5060ti 16gb or 5070 12gb for local LLM

[-]

cleversmoke@reddit

I'd personally go with the 5060ti 16GB, it's a great start and if the motherboard allows, can get another 5060ti 16GB. While the memory bandwidth isn't the same as an RTX 5090, 2x 5060ti's will be an affordable upgrade to 32GB vram.

[-]

soteko@reddit (OP)

I have other slot but it is x4, MB is ASUS TUF GAMING B550M-PLUS

[-]

ThankYou_666@reddit

I'm looking to get Asus TUF x870 plus. That should work well. Also, would you suggest start with 5060 ti 16GB for someone new to AI ML over 5070 to 16GB? Better upgrade later would be dual 5060 ti later on over single GPU but with slightly more vram? Thanks

[-]

soteko@reddit (OP)

Because of current budget constrains I ended up buying 5060 8GB with 32gb system ram, so I can evaluate local agentic coding and later to really invest and buy something a way better probably with 24GB vram or more.

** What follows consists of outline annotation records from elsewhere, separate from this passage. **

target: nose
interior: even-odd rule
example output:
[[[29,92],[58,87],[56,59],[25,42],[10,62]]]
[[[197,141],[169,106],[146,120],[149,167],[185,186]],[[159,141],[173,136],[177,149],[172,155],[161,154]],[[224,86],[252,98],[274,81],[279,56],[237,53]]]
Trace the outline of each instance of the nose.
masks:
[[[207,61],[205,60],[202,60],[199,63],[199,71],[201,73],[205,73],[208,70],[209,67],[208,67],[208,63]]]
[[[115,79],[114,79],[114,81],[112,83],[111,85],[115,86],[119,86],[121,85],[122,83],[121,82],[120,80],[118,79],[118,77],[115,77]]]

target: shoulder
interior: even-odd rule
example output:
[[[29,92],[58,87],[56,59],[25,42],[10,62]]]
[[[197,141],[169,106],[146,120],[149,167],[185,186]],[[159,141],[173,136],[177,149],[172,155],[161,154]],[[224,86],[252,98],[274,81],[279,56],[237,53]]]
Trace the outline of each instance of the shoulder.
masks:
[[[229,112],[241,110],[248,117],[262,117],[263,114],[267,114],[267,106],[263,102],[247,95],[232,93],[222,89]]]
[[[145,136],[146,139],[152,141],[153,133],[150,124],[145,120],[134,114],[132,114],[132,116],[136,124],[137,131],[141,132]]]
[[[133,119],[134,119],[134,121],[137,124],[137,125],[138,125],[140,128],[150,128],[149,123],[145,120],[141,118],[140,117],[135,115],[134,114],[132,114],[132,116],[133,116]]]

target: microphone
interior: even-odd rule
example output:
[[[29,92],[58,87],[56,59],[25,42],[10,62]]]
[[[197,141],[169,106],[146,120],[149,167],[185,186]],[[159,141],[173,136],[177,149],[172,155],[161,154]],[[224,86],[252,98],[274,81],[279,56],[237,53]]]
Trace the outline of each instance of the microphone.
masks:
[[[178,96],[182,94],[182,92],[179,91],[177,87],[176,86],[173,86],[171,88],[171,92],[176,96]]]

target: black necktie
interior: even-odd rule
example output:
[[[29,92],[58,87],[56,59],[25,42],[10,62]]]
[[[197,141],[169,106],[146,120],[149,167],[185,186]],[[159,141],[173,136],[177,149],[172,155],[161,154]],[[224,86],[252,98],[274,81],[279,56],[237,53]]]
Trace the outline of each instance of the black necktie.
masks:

So currently I am doing all planing with GLM 5.1 on Ollama Pro (20$) and then all coding by Pi is executed on Qwen 3.6 35B (Q5_K_XL) with around 240 t/s prompt processing and 30 t/s token generation in LM Studio in Windows. Only thing that I will upgrade now is system ram with at least 16GB so I can run Qwen 3.6 35B (Q6_K_XL).

I can probably do much better with Linux / LLama.cpp, but for now things work and I will keep it like this.

For your question, I would use money for 2 x 5060 Ti 16GB then one 5070 Ti 16GB, except if you can buy another 5070Ti in the future.

[-]

ThankYou_666@reddit

Thanks. Not sure if spending extra $500-600 is worth it for 5070ti over 5060ti for more or less double bandwidth and cuda cores but same vram, especially that I'm just starting out.

[-]

soteko@reddit (OP)

I would go with 5060ti 16gb, as you see I even went future down with 5060 8gb, because with anything less then 32gb vram you will end up with model that spill out in system ram and then everything is slow. Using anything less than 32GB vram, you will need to use more quantized models and to be honest they make mistakes as context grow.

Yes 5060ti 16gb is sweet spot if you starting, and get 64GB of ram so you can use Q6 or Q8 models.

[-]

ThankYou_666@reddit

Thanks. Got 64GB RAM thankfully just when prices started going crazy.

[-]

soteko@reddit (OP)

I don't have exact numbers, but if I have 30 t/s with 5060 8GB, with Qwen 3.6 35B, you will have 40 t/s with 5060ti 16gb and with 5070Ti something like 60 t/s.

But with two 5060Ti:
- first and most important thing is you can run dense model that is more intelligent and that is something you can't do with 5070 Ti with only 16GB (except with high quant)
- second from what I see full VRAM will give you > 100 t/s with MOE model like Qwen 3.6 35B on 2 x 5060 Ti

[-]

ThankYou_666@reddit

So, 5060 ti 16GB plus 64GB RAM would be great starting point, and easier to expand with 2nd GPI? The 2nd PCIe slot is PCIe 4.0 x16 slot (supports x4 mode). That would be sufficient for dual GPU setup? The main slot is PCIe 5.0 x16.

[-]

cleversmoke@reddit

If your budget allows for RTX 5070 ti, absolutely, since it has double the memory bandwidth. However, for nearly $800 USD, I'd rather put that money into a RTX 3090 24G (about the same memory bandwidth with 50% more vram than RTX 5070 ti) or even a modded RTX 3080 20G (~$600 on eBay).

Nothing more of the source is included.